Damn, I hate to have to be so literal. But perhaps this will help us move from anger to the next stage of grief, bargaining. From there it’s not such a long way to acceptance.
Are we having fun yet?
I agree completely with your article, and more precisely with : “In addition to banning some contributors from the site, the administrators adopted an “official policy” of what they called, in good Orwellian fashion, “semi-protection” to prevent “vandals” (also known as people) from messing with their open encyclopedia.”
That is one of the main problems : what is a vandal, according to Wikipedia’s policy ? I think sincerely that they call “vandal” any editor they want to ban, for any reason… for example, because the “vandal’s” point of view on the subject of an article is not the one they decided the article had to present.
Personally I do not believe any more in the Neutrality of Point Of View on Wikipedia since I have tried to take part to an article about the Bogdanov affair : there has been a edit war, we had to appear before the Arbcom, and the arbitrators banned all contributors who had taken part to the revert war… then they “saved” two of them : two detractors of the Bogdanovs, who had written only negative stuff in the article, and who had insulted them violently on the discussion page of the article ! So the Arbcom decided that people who defended the subjects of the articles were “vandals”, and that their two main detractors were “good” Wikipedians. Of course the article has become almost 100% negative against the Bogdanovs, and nobody can do anything about it : all people who tried to defend them habe been banned ! Of course, now the article is semi-protected, and the administrators ban directly any new contributor, if he has not edited other articles on Wikipedia before the “Bogdanov affair”.

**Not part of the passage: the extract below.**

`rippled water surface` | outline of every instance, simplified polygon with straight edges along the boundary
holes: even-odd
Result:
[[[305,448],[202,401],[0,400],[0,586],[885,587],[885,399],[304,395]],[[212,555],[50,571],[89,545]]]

I think sincerely that this article has been vandalised by… the Arbcom itself, who decided on the orientation of the article by choosing its editors depending on their opinion, contradicting one of the main principles of Wikipedia.
I wrote an article about this affair (in French) : “Wikipedia et l’affaire Bogdanov : “encyclopédie libre” ou dictature virtuelle ?“, which means : “Wikipedia and Bogdanov affair : “free encyclopedia” or virtual dictatorship ?”
Screw direct democracy. Democracy in its purest forms have only rarely been used since the ancient Athenian prototype because they are generally impractical. When you’re dealing with a sufficiently large group of people — which Wikipedia is — you can’t operate an idealized democracy without greatly diminishing the effectiveness of the thing governed. That’s held true throughout history, and it has held true for software so far.
I highly recommend that you read Shirky’s essay on social software before you go on ranting about how Wikipedia has died, because it seems to me that, if anything, they’re actually building tools that will better enable the community to thrive.